「そうなんだ……。でも、いいね。こんな素敵なところに住めるなんて」
「時計はモデルルームとして使ってた時のがそのままかかってたから、そのままにしてるだけ。
元々23時から6時までは鳴らない設定になってるみたいだから、音もそこまで気にならないし」
気になる?と聞かれて、全然と首を振る。
「なんか外観もあるけど、お城みたいな造りだからあの時計すごく似合ってるなって思ってたの。

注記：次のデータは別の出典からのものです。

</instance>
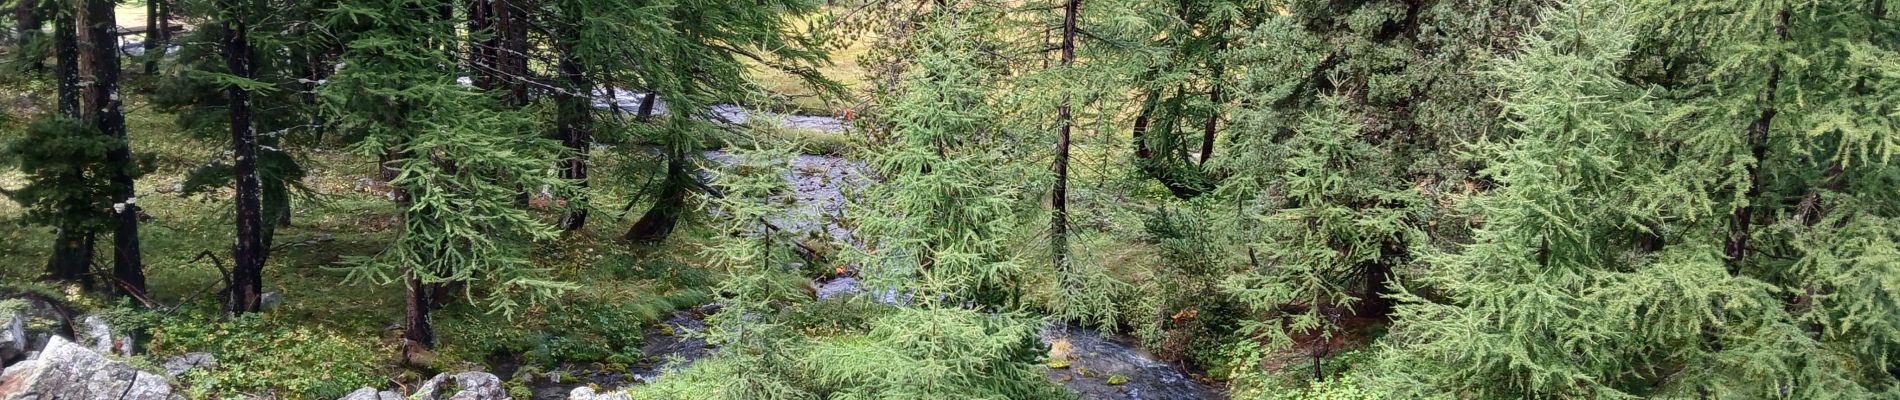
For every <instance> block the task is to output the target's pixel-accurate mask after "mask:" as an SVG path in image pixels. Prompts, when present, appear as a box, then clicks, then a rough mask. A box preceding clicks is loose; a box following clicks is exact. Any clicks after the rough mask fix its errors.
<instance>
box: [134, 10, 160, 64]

本当にシンデレラとかのお城で鳴るような鐘の音のイメージだし」
「童話に憧れるのは勝手だけど、どうせなら山も谷もない終始幸せなヤツにしろよ。
おまえの場合、現実が十分悲劇なんだから」
言い返せずに、はい……と大人しく返事をすると、和泉くんが、そういえばと思い出したように言う。
「食費、朝渡した分で足りる?」
和泉くんが真顔で聞いてきた事に、驚いてすぐに言葉がでなかった。
「朝預かったのって、あれ全部食費って事?」
「そのつもりだけど」
「でも、預かった食費、五万円もあったんだけど……」
ひとり分の食費しては多すぎる金額だ。
毎日相当な贅沢ができそうだし。
だから、もしかしたら和泉くんの数え間違いでそんな大金を渡してきたのかもと思って言うと、不思議そうな顔で、足りない?と聞かれる。